Stj. Av. Eren Polat Kutlu

 

(Bu köşe yazısı, sayın Prof. Dr. Ersan ŞEN tarafından www.hukukihaber.net sitesinde yayınlanması için kaleme alınmıştır. Kaynak gösterilse dahi köşe yazısının tamamı özel izin alınmadan kullanılamaz. Ancak alıntılanan köşe yazısının bir bölümü, aktif link verilerek kullanılabilir. Yazarı ve kaynağı gösterilmeden kısmen ya da tamamen yayınlanması şahsi haklara ve fikri haklara aykırılık teşkil eder.

---------------

[1] Yargıtay Ceza Genel Kurulu’nun 12.03.2020 tarihli, 2016/797 E. ve 2020/175 K. sayılı kararına göre; “(…) tesadüfen bindiği otobüste yanındaki iki arkadaşı ile birlikte bulunan mağdurun başlattığı münakaşadan çekinerek telefonla babasını aradıktan sonra otobüs durağında meydana gelen kavga esnasında hedef seçme imkanının bulunmadığı bir ortamda iki adet bıçak darbesi ile yetinerek ciddi bir engel olmaksızın icra hareketlerine kendi iradesi ile devam etmemesinden ibaret olan eyleminden dolayı, mağdurdaki yaralardan birisinin hayati tehlikeye neden olduğundan bahisle adam öldürmeye teşebbüs suçundan sorumlu tutulması; şüphenin sanık aleyhine yorumlanması anlamına gelir ki, eylemin sübutu konusunda en küçük şüpheyi sanık lehine değerlendiren yerleşik uygulamaların, eylemin niteliğinin belirlenmesinde şüphenin suça sürüklenen çocuk aleyhine değerlendirilmesine izin vermesi beklenemez. Böyle bir kabulün kanun koyucunun iradesine de aykırı olacağı tartışmayı gerektirmeyecek kadar açıktır. Zira netice sebebiyle ağırlaşmış yaralamanın meydana geldiği her olayda; faillerin adam öldürmeye teşebbüs suçundan sorumlu tutulması ve buna bağlı olarak TCK’nın 87 maddesinin uygulama alanının son derece sınırlandırılması sonucuna ulaşılır ki? Böyle bir sonucun, kanunilik ilkesine aykırı olacağı gibi ceza hukukunun olmazsa olmazını teşkil eden hukuki güvenlik ilkesini zedeleyeceği kaçınılmaz bir gerçek olarak karşımıza çıkacaktır”.

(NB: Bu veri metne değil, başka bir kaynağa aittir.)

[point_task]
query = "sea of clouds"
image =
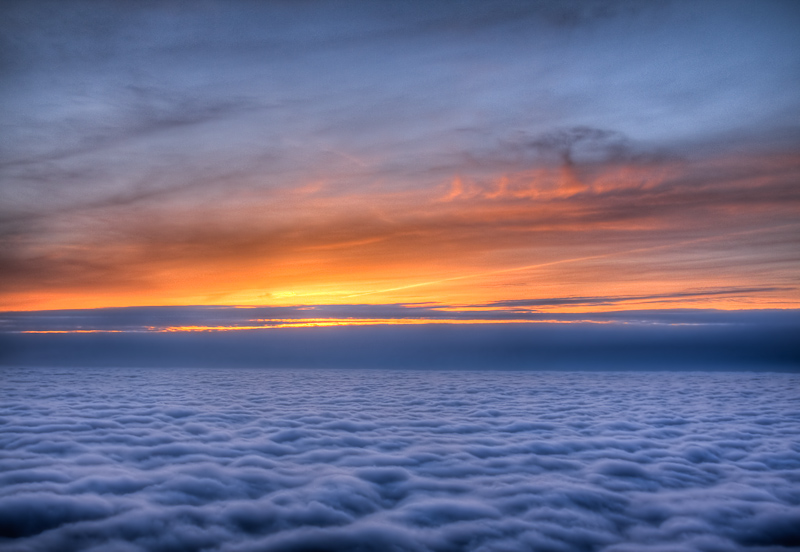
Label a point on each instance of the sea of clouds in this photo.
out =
(312, 460)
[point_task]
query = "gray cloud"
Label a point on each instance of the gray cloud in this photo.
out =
(240, 460)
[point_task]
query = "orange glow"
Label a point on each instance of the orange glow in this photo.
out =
(642, 230)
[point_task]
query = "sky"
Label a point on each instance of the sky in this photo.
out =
(364, 162)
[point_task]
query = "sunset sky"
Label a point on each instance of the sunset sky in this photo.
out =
(497, 161)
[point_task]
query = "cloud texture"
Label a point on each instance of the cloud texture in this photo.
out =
(270, 460)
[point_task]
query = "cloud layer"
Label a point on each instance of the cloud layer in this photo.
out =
(270, 460)
(246, 152)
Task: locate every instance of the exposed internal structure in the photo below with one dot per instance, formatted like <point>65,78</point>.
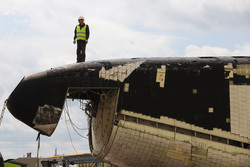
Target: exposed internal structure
<point>149,112</point>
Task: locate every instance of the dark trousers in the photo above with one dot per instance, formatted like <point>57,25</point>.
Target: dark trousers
<point>80,52</point>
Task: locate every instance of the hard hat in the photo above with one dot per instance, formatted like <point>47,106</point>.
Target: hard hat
<point>81,17</point>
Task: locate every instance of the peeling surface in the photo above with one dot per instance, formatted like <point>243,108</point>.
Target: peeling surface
<point>47,118</point>
<point>119,73</point>
<point>160,77</point>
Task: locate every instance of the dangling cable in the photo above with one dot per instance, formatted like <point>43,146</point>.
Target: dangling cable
<point>66,109</point>
<point>38,148</point>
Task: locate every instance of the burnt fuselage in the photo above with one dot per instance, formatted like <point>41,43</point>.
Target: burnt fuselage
<point>195,91</point>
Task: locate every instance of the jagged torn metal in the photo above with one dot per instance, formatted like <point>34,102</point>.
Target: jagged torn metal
<point>119,73</point>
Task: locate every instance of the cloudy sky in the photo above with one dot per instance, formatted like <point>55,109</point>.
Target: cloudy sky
<point>38,35</point>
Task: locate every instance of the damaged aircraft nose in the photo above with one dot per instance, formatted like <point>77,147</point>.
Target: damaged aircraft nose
<point>38,102</point>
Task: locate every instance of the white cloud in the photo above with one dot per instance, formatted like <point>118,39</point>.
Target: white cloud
<point>194,51</point>
<point>38,35</point>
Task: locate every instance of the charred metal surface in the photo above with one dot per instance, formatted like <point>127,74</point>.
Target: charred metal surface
<point>181,101</point>
<point>46,119</point>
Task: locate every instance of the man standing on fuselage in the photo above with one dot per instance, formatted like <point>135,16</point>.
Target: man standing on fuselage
<point>81,37</point>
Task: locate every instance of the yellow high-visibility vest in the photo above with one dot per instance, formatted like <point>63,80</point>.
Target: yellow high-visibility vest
<point>81,33</point>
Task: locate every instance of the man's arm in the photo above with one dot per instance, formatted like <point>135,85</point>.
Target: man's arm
<point>75,34</point>
<point>87,32</point>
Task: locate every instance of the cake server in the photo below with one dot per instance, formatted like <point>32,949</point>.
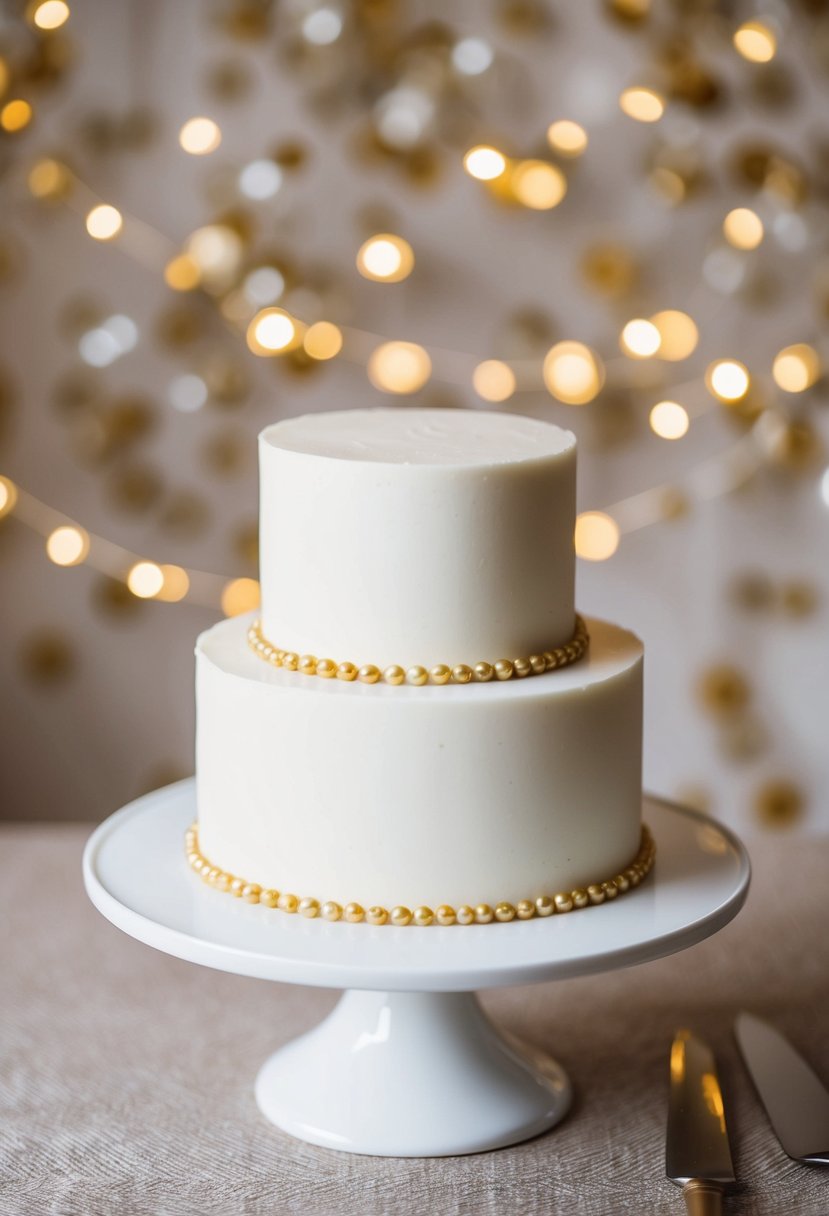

Yargıtay 1. Ceza Dairesi’nin 26.11.2012 tarihli ve 2009/8411 E. ve 2012/8682 K. sayılı kararına göre de; “Oluşa ve dosya kapsamına göre; olay günü sinemadan çıkan sanığın, mağdurlar ile ters bakışma nedeniyle tartıştığı, tartışma sırasında sanığın, kavga ortamında rastgele savurduğu bıçakla mağdur G’yi biri toraksa nafiz olup, sağ meme başında, sol ön kolda, omuzda, sağ koltuk altında, sağ glutea bölgelerine toplam yedi kez vurarak pnömotoraksa ve yaşamsal tehlike geçirmesine sebebiyet verdiği, sanığın, eylemine devam etmeden olay yerinden kaçtığı olayda; sanığın engel hal bulunmaksızın eylemine kendiliğinden son vermesi, yaşamsal tehlikeye yol açan yaranın tek oluşu, diğer yaraların basit tıbbi müdahaleyle giderilebilir oluşu, sanık ve mağdur arasında öldürmeyi gerektirir bir husumetin bulunmaması, öldürme kastını gösterir her türlü kuşkudan uzak, kesin ve yeterli kanıt bulunmamış olması karşısında; sanığın yaralama kastı ile hareket ettiğinin kabulü ile TCK m.86/1, 86/3-e, 87/1-d, 29, 62, 53 uyarınca hüküm kurulması gerektiği gözetilmeksizin, öldürmeye teşebbüs suçundan hüküm kurulması,” bozmayı gerektirmiştir.

[2] Artuk – Gökcen- Yenidünya, Türk Ceza Kanunu Şerhi, 2. Cilt, Adalet Yayınevi, Ankara, 2014, s.1195.

[3] Artuk – Gökcen- Yenidünya, a.g.e., s.1193.